Sixième étape : faites face aux exigences pour une solution efficace de cette question

La mise en place des droits de l’homme est toujours controversée dans beaucoup d’endroits du monde. Un coup d’œil sur le succès des droits de l’homme nous montre qu’ici encore, comme pour l’Union européenne, beaucoup d’architectes étaient des personnes ayant une foi en Christ comme Charles Malik. Nous pouvons voir que ce n’est que là où les droits de l’homme ont été fructueux qu’il y a eu un mouvement en trois étapes, aucune d’entre elles n’altérant les choses en elles-mêmes.

Premièrement, il doit y avoir une déclaration de principe. Et je voudrais personnellement voir l’Europe, ou les Chrétiens en Europe, faire pression pour une déclaration de la liberté de conscience pour tous les citoyens. Mais ceci n’est que le phare.

La deuxième étape avec les droits de l’homme, qui est venue quinze à vingt-cinq ans plus tard, est l’implémentation légale du cadre protégeant ce phare de droits.

Mais la troisième étape est en réalité également crucial. Il s’agit de l’éducation civique. Il était clairement compris dans les sociétés libres que chaque personne naît libre mais tous ne sont pas digne de la liberté.
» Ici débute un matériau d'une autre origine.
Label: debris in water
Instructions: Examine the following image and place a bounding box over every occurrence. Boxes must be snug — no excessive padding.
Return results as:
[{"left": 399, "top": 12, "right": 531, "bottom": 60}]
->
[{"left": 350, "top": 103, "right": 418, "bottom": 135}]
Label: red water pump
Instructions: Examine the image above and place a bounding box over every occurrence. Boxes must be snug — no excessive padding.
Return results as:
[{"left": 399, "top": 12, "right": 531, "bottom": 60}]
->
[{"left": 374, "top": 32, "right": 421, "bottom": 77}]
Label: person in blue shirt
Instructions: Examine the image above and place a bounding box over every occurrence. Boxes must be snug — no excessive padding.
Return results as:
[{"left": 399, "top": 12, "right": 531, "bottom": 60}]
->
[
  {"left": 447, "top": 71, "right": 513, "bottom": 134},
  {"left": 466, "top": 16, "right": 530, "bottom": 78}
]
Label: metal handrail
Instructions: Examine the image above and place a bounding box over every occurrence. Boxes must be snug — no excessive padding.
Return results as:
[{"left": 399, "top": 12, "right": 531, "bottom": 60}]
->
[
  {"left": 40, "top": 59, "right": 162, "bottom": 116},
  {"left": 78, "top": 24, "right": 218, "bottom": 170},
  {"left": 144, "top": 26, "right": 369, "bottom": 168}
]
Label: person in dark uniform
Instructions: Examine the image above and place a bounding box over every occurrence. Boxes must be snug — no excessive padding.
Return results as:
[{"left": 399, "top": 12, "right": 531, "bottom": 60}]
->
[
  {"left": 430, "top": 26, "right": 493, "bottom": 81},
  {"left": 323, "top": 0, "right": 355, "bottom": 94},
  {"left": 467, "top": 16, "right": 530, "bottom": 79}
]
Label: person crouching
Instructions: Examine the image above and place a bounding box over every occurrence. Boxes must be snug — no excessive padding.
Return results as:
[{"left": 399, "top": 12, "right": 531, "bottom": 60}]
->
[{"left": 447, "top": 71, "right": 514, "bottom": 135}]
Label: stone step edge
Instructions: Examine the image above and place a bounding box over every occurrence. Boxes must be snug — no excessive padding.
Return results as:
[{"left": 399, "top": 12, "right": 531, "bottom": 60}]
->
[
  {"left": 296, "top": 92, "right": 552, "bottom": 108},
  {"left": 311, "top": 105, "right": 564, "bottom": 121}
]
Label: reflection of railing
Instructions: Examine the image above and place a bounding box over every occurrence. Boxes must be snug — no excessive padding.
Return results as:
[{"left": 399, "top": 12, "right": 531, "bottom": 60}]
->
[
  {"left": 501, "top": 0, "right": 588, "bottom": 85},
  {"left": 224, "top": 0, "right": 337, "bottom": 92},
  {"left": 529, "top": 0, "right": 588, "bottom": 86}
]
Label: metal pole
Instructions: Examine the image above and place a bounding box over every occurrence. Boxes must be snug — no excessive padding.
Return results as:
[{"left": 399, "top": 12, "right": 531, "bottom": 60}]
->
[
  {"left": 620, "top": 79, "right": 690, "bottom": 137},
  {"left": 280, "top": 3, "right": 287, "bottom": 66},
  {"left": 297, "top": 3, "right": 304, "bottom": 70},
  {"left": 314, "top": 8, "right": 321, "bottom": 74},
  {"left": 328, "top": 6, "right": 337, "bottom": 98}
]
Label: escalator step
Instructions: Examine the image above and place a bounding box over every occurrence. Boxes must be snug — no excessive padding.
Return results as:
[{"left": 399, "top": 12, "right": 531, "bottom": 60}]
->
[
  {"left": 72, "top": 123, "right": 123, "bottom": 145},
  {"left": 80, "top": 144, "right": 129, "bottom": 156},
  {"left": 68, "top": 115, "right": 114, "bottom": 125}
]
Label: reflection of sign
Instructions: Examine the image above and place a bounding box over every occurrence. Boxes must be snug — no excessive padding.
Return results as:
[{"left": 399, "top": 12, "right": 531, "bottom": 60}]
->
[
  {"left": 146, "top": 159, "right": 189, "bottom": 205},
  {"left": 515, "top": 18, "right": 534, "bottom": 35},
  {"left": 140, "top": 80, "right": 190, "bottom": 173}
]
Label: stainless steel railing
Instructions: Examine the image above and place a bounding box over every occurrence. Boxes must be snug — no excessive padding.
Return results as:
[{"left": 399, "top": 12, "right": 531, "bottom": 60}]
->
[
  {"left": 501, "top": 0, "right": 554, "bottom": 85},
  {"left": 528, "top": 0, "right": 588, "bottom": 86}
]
Et donc, pour rendre les personnes égales face à leurs devoirs et aux vertus de la liberté, ils devaient être éduqués pour la liberté, l’éducation libérale, l’éducation civique ou ce qu’Alexis de Tocqueville appelle les habitudes du cœur.

Il y a quelques temps, les Américains pensaient qu’ils avaient acquis cela, mais l’aigreur, la polarisation et l’impasse en Amérique sont très profondes. Dans beaucoup de manières, ils détruisent leur meilleur héritage. Par conséquent, en ce moment, je ne vois pas l’Amérique capable de montrer la voie dans ce domaine. L’Europe est selon moi en difficulté. Avec tous les défis concernant l’immigration, et ainsi de suite, chaque pays tend à retomber dans la position de défaut de son passé historique : les Français dans leur stricte laïcité, les Britanniques et les Néerlandais, tolérants, épousant rapidement le multiculturalisme d’état. Et vous pouvez voir à quel point ceci a été désastreux.Mais si l’Europe regarde vraiment vers l’avenir, si nous nous posons la question de la manière dont l’Europe peut vivre avec ces profondes différences, en maximisant la liberté religieuse, la liberté de conscience, la liberté même pour tous les citoyens européens, nous devrons réexaminer ces positions par défaut qui sont l’héritage du passé, parce qu’elles sont inadéquates. Et nous devrons réellement nous demander quelle vision de l’avenir européen pourra nous faire aller de l’avant. Et je crois que ce sera une vision d’une telle place publique civile que nous, Chrétiens, devrions être sur la brèche et argumenter pour elle, non seulement pour nous-mêmes, mais pour tous les autres citoyens et le bien commun de l’Europe. Mais si une partie du monde était capable de bien établir cela, elle pourrait devenir un phare pour le monde entier.